A floating point number is a digital representation for a real number, where the number of [significant digits]? is constant, rather than the absolute precision. In other words, we could represent a number a by two numbers c and d, such that a = c × b^d, where c (which is called the mantissa) is in the range 1 / b < c ≤ 1 and b is a fixed system constant (called the base of numeration). d is called the exponent. That way a greater range of numbers can be represented within a limited precision field, which is not possible in a fixed point notation.

As an example, a floating point number with four decimal digits could be used to represent 4321 or 0.00004321, but would round 432.123 to 432.1 and 43212.3 to 43210. Of course in practice the number of digits is often larger than four.

Representation

Binary floating point representation in computer is analogous to scientific notation of decimal number. For example, the number 0.00001234 is written as 1.234 × 10^-5 in decimal scientific notation, or the number 123400 is written as 1.234 × 10⁵. Notice that the significant digits are normalized to start with a non-zero digit.

In floating point represenation, the number is divided into three parts. A sign bit to indicate negative numbers, a certain number of bits are allocated to represent the mantissa and the remaining of the bits are allocated to represent the exponent. The exponent is usually represented as an binary integer using 2's complement notation. The radix point and the base of 2 are understood and not included in the representation.

Similar to scientific notation, floating point number is normalized so that the first digit after the radix point is always non-zero. For example, 22₁₀ = 10110₂. When this number is represented in floating point, it becomes 0.1011₂ × 2⁵. The radix point is understood and the base is understood and hence the number is represented as 0 in the sign bit, 1011₂ in the mantissa and 5₁₀ or 101₂ in the exponent, or 0101100......00101 where the ... are zeros filled to the precision of the computer number system, the bits in front are the sign bit and mantissa, the bits at the back are for the exponent.

Usage in computing

While in the examples above the numbers are represented in the decimal system (that is the base of numeration, b = 10, computers usually do so in the binary system, which means that b = 2).
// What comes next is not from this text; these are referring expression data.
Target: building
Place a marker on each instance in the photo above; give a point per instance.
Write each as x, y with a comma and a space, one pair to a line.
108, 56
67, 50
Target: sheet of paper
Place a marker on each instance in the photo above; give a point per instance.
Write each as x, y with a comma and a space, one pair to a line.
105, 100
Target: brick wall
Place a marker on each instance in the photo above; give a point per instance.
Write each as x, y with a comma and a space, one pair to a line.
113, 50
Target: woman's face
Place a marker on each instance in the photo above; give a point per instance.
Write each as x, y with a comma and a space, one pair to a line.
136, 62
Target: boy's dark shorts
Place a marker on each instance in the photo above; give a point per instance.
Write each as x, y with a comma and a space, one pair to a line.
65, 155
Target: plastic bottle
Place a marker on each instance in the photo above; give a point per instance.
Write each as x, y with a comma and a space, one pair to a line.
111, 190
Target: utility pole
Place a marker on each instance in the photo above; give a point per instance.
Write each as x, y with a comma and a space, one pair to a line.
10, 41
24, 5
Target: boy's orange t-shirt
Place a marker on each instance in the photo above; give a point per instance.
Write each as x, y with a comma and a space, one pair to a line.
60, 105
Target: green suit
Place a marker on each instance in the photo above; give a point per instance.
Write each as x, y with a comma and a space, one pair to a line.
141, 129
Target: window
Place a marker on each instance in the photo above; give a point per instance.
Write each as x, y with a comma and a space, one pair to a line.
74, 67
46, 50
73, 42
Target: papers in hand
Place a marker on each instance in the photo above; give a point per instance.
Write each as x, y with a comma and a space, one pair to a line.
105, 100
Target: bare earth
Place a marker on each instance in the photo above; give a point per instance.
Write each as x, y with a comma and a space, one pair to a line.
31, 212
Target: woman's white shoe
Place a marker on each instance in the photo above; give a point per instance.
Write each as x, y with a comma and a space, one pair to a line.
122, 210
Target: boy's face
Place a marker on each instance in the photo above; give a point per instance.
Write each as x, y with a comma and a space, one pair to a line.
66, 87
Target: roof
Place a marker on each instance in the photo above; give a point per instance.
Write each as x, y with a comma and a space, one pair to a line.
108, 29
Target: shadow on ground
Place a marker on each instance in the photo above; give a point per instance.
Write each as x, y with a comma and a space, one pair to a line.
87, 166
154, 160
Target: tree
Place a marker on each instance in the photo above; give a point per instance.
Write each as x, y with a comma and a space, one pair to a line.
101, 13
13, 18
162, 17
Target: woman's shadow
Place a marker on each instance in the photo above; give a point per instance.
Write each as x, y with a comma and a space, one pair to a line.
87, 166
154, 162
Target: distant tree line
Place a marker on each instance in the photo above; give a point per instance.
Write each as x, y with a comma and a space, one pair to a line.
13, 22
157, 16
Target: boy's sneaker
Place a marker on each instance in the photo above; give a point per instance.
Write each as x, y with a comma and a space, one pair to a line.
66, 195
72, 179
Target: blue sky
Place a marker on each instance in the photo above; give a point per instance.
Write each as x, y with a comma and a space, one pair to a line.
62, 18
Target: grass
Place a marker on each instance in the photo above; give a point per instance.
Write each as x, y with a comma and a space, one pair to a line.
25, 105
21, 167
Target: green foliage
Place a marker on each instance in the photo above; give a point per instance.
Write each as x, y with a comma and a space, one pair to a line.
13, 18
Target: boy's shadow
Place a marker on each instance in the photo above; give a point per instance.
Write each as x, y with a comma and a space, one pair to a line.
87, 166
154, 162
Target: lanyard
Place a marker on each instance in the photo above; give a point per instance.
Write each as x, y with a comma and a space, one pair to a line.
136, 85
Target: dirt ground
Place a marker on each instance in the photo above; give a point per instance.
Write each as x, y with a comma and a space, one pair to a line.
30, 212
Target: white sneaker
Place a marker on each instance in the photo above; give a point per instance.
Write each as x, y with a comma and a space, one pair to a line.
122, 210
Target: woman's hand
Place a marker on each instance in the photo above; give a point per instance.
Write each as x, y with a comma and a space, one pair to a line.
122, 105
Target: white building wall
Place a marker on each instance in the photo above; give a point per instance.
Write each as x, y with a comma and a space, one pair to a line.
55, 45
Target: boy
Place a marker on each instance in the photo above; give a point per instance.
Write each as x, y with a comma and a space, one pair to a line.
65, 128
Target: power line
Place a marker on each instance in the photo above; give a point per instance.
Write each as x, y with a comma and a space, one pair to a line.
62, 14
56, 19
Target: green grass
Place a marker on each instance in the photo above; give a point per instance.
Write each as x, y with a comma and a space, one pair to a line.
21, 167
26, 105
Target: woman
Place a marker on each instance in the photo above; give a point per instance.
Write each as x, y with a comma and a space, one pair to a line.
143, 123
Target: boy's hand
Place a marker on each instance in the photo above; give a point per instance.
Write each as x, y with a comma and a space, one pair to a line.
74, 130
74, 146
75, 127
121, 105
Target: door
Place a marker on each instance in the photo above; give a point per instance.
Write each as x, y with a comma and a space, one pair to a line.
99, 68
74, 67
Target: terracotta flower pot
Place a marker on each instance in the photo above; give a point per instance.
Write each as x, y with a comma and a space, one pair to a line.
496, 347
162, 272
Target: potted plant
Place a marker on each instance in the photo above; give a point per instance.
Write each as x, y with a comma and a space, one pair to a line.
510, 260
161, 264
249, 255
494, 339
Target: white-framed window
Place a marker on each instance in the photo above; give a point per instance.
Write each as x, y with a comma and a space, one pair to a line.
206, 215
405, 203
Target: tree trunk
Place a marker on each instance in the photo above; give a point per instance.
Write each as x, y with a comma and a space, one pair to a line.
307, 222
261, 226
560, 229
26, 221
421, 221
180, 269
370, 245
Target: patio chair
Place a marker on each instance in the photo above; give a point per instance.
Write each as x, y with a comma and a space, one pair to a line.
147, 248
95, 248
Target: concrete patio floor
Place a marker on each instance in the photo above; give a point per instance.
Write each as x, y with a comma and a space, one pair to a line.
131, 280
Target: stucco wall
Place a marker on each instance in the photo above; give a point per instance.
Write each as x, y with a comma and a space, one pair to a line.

In computers, floating point numbers are sized by the number of bits used to store them. This size is usually 32 bits or 64 bits, often called "single precision" and "double precision". A few machines offer larger sizes; Intel FPUs? such as 8087? (and its descendands integrated into the x86 architecture) offer 80 bit floating point numbers for intermediate results, and several systems offer 128 bit floating point, generally implemented in software.

The IEEE have standized the computer representation in IEEE 754. This standard is followed by almost all modern machines. The only exceptions are IBM Mainframes, which recently acquired an IEEE mode, and Cray vector machines, where the T90 series had an IEEE version, but the SV1 still uses Cray floating point format.

Examples

The value of Pi, π = 3.1415926...₁₀ decimal, which is equivalent to binary 11.001001000011111...₂. When represented in a computer that allocates 17 bits for the mantissa, it will become 0.11001001000011111 × 2². Hence the floating point representation would starts with bits 01100100100001111 and end with bits 10 (which represent the exponent 2 in the binary system). Note: the first zero indicate a positive number, the ending 10₂ = 2₁₀.)

The value of -0.375₁₀ = 0.011₂ or 0.11 × 2^-1. In 2's complement notation, -1 is represented as 11111111 (assuming 8 bits are used in the exponent). In floating point notation, the number with start with a 1 for sign bit, followed by 110000... and then followed by 11111111 at the end, or 1110...011111111 (where ... are zeros).